I don’t know about you, but Whatsapp communities are promising in my case. I’ve joined one about music, one about sports, and one about crosswords (of all things), and it’s been uniformly great. Plus, there’s Artifact, which I’m kinda-sorta hopeful about. And Threads, of course. We’ll see how these pan out.

But nothing will make me happier than the return of the king. For Reader was my kind of nerdery, with the best Easter Egg ever. It allowed me to discover fellow nerds.

And that, if you ask me, is what a social network ought to be.

Deepinder Goyal’s Tweet About Food Delivery in Mumbai

Just in case you’ve been living under a rock and aren’t sure who Deepinder Goyal is.

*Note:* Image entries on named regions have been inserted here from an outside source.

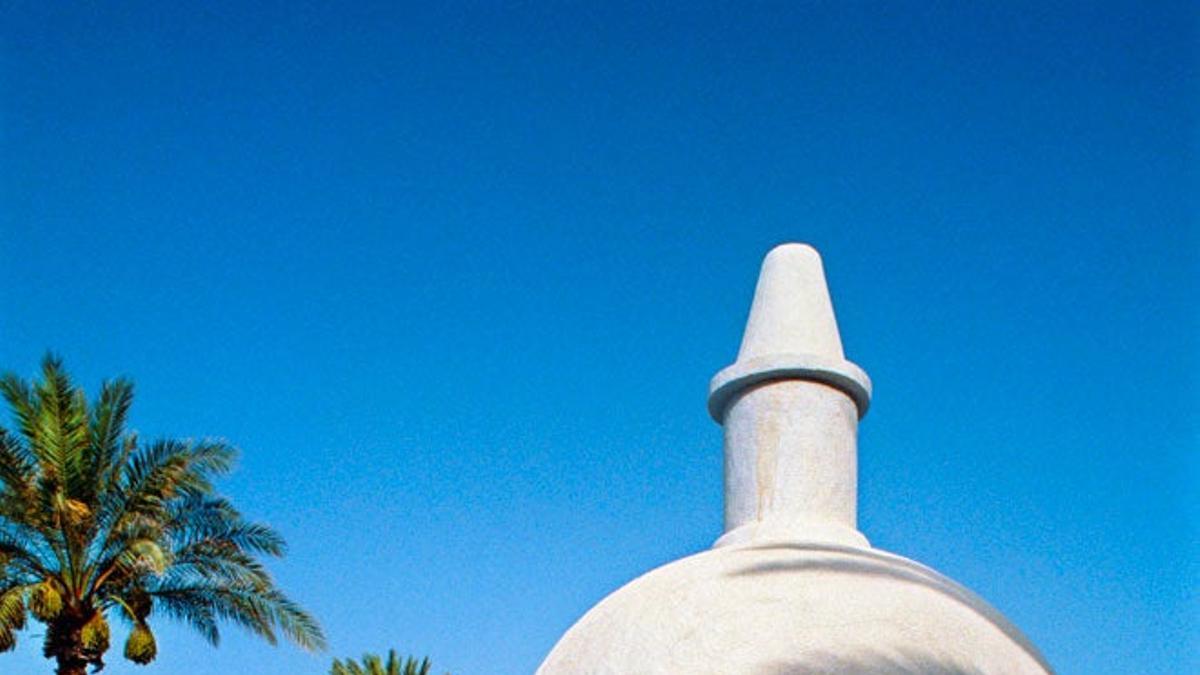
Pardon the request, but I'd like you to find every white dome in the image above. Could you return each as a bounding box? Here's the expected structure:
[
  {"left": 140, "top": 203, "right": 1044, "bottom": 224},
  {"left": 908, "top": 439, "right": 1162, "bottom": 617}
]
[
  {"left": 538, "top": 244, "right": 1050, "bottom": 675},
  {"left": 538, "top": 544, "right": 1051, "bottom": 675}
]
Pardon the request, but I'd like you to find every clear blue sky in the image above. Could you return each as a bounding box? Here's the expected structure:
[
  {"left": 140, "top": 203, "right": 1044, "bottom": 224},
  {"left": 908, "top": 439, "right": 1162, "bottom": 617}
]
[{"left": 0, "top": 1, "right": 1200, "bottom": 675}]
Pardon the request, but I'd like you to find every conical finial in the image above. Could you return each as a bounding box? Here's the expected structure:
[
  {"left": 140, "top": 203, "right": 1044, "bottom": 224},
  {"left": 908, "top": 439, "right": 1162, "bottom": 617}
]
[
  {"left": 738, "top": 244, "right": 845, "bottom": 362},
  {"left": 708, "top": 244, "right": 871, "bottom": 546},
  {"left": 708, "top": 244, "right": 871, "bottom": 422}
]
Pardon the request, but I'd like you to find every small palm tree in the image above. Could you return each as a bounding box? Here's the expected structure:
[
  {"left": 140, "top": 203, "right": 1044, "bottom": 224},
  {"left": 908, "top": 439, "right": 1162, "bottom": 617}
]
[
  {"left": 329, "top": 650, "right": 439, "bottom": 675},
  {"left": 0, "top": 356, "right": 325, "bottom": 675}
]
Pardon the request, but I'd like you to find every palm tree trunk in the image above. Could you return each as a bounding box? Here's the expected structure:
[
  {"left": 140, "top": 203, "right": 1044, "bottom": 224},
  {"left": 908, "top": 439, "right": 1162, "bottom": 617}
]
[{"left": 46, "top": 617, "right": 89, "bottom": 675}]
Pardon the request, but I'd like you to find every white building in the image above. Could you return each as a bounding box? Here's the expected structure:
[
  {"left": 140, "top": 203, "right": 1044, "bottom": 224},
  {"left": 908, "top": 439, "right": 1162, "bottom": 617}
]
[{"left": 538, "top": 244, "right": 1051, "bottom": 675}]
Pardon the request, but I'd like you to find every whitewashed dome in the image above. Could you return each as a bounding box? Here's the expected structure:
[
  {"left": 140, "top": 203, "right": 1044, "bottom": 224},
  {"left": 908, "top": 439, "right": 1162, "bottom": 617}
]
[{"left": 538, "top": 244, "right": 1051, "bottom": 675}]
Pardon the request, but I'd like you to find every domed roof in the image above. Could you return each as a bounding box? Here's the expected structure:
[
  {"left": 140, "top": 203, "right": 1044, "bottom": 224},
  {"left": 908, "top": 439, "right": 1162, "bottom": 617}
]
[
  {"left": 538, "top": 543, "right": 1050, "bottom": 675},
  {"left": 538, "top": 244, "right": 1050, "bottom": 675}
]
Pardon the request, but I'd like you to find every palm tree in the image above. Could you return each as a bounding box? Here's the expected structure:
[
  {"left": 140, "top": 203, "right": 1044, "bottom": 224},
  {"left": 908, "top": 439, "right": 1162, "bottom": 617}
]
[
  {"left": 329, "top": 650, "right": 439, "bottom": 675},
  {"left": 0, "top": 356, "right": 325, "bottom": 675}
]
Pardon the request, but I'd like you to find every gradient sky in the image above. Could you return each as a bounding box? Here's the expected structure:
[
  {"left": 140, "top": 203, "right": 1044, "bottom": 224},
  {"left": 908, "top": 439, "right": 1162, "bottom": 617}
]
[{"left": 0, "top": 1, "right": 1200, "bottom": 675}]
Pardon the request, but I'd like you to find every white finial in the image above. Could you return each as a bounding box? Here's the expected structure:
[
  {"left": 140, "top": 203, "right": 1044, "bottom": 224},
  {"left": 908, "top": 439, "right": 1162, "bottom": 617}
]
[
  {"left": 738, "top": 244, "right": 845, "bottom": 360},
  {"left": 708, "top": 244, "right": 871, "bottom": 546}
]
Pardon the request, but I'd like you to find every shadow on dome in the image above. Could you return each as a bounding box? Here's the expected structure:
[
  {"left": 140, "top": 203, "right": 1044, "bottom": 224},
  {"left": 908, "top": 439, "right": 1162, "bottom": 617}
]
[
  {"left": 728, "top": 544, "right": 1054, "bottom": 675},
  {"left": 755, "top": 651, "right": 984, "bottom": 675}
]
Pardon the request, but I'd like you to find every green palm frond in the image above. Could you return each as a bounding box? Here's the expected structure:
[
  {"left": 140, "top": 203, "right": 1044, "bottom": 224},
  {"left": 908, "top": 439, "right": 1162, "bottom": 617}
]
[
  {"left": 0, "top": 356, "right": 325, "bottom": 669},
  {"left": 329, "top": 650, "right": 431, "bottom": 675}
]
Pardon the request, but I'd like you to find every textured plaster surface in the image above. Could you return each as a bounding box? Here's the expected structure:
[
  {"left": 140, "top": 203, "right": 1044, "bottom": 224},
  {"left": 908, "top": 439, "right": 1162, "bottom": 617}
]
[
  {"left": 538, "top": 244, "right": 1050, "bottom": 675},
  {"left": 538, "top": 544, "right": 1050, "bottom": 675}
]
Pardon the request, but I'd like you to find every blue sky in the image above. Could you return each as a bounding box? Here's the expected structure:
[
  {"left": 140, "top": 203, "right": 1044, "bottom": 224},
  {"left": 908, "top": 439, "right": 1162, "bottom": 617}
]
[{"left": 0, "top": 2, "right": 1200, "bottom": 675}]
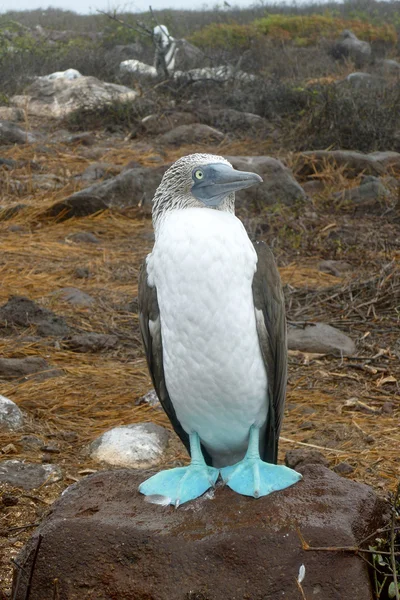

He sent this tweet out the other day:

… and I have questions. Lots of ’em.

  1. This wouldn’t have been possible twenty years ago: a businessman raising a question about a government decision on a public, online forum, and getting a response from the authorities on that forum. You might say newspapers and television channels, but they weren’t public forums – you could read and view, but you couldn’t do much else besides. Does that make the world today a better place – that it is very easy and cheap to raise questions and expect answers? More importantly, is the opportunity cost worth it?
    That is, anybody can raise questions and comment online.((You only need to see the responses to this tweet to figure that out, for example.)) Still worth it?
    I say yes, but your mileage may vary.
  2. This would have been possible ten years ago. Deepinder Goyal could have tweeted out this question, but it is unlikely that the Mumbai Police would have responded. For one thing, they only joined Twitter in December 2015. For another, the pressure on them to respond wouldn’t have been quite as much ten years ago. Twitter (and other social networks) have become village squares. Is that a good thing or a bad thing?
  3. Deepinder Goyal is likelier to get a response than I am because he is way more popular. This isn’t a criticism of the Mumbai Police, to be clear. I’m just stating a thumb rule that I think makes sense: the more followers you have, the likelier it is that you will get a response. What are the incentives for the average Twitter user? What are the optimal strategies? What are the optimal strategies given everybody else’s optimal strategies? With what consequences?
  4. Likes, retweets and replies are effectively a currency we get to spend on Twitter (and other social networks likewise have their own currency).
    1. These are certainly a unit of account, because the value of a tweet at least partially lies in how viral it has become. (“Holy shit, this blew up over night! Check out my soundcloud!”)
    2. They are also a medium of exchange (you retweet my tweet, I’ll retweet yours – although the terms of trade are in some ways a function of the point above)
    3. They are a store of value too. Try complaining about stuff on Twitter (fridge not working, internet down, flight ticket reimbursement etc. etc.) if you want to understand how this works out in practice.
    4. How should we spend this currency that we have? How much of it do we have? How should we spend it, and what are we optimizing for? What should we be optimizing for? Why?
  5. If public authorities can be held to account on online forums, does that make them less accountable in offline forums? Does the substitution effect dominate the income effect? With what consequences?